WESTFIELD, NJ – Westfield Board of Education President Richard Mattessich shared the facilities committee's results of the Kehler Stadium spring 2015 lighting pilot program during Tuesday night’s meeting.
The 10-week pilot ran from March 23 to May 31 to gauge resources needed, time allotment and community feedback, according to Mattessich. The lights were used during late practices for 20 nights during the period, he said.
A total 94 emails with comments were sent to the board of education during the pilot by 18 homes, Mattessich said. The nature of these comments was primarily about the lights themselves, he said, but also mentioned the noise and smell from generators.
The board of education ran into unexpected problems during the pilot, including a false complaint, an ultimately dismissed lawsuit, allegations of conspiracy and public concern for the lights' permanence, according to Mattessich. (Complaints against the Westfield Board of Education by Westfield resident Greg Kasko regarding the lights were dismissed by a judge in May.)
Some of the factors considered when evaluating the lighting test involved those benefitted and legal matters. Little to no benefit by high school teams was observed, Mattessich said. However, he noted, practice times for Westfield Soccer Association and the YMCA Flyers Track team were able to last longer.
While the sound of the generators and the lighting itself did not violate any legal sound limits, neighbors complained of the use into evening hours, Mattessich shared.
The WSA attempted to mitigate these problems during the pilot by adding mesh to fences to reduce light spillage and seeking a muffler system for the obtrusive noise, he said.

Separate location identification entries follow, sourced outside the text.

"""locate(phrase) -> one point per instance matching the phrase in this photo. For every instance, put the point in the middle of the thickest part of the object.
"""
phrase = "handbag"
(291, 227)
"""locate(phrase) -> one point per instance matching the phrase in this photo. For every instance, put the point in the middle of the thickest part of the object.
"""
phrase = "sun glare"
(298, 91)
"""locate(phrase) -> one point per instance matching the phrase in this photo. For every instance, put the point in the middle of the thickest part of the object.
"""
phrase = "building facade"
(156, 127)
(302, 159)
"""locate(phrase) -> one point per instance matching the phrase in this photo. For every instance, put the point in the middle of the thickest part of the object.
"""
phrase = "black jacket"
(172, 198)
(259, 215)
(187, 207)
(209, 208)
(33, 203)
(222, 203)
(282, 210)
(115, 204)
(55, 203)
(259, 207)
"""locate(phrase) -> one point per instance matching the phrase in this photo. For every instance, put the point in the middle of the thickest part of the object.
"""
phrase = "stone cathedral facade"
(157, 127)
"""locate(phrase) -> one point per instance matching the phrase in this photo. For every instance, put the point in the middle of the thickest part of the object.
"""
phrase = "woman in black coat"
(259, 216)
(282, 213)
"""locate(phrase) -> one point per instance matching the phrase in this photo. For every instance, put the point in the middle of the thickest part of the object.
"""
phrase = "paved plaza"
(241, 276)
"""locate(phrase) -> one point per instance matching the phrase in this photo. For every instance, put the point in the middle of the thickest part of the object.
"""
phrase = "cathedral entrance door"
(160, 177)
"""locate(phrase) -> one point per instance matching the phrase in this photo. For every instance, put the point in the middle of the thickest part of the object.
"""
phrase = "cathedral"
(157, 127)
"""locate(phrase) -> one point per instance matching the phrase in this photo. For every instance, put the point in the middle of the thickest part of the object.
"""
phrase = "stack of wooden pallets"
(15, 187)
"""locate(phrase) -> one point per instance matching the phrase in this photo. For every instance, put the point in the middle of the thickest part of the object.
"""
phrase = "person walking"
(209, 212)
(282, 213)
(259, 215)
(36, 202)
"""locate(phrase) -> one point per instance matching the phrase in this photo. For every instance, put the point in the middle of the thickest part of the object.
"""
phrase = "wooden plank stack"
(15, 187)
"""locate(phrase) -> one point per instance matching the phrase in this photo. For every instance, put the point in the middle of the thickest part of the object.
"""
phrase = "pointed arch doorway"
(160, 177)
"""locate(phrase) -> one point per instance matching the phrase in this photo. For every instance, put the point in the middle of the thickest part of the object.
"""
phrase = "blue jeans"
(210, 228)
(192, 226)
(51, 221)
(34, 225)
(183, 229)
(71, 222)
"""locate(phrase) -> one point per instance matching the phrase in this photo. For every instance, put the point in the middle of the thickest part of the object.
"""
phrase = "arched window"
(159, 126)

Public comments made during the meeting were made by residents living immediately around Kehler Stadium, who said that the late night activities resulted in foul play being conducted late at night. Neighbors also voiced their worries about the ineffectiveness of the mesh and excessive noise on Sunday mornings.
In the end, the facilities committee concluded that the pilot was beneficial and made recommendations on use of lights in the future, Mattessich said.
Mattessich suggested that any request for temporary lighting be made six weeks before the proposed date and be limited to March and April. He also recommended the installation of surveillance cameras to deter vandalism and for the prohibition on night games by user groups to be continued, except for special circumstances permitted by the athletic director, such as post-season play.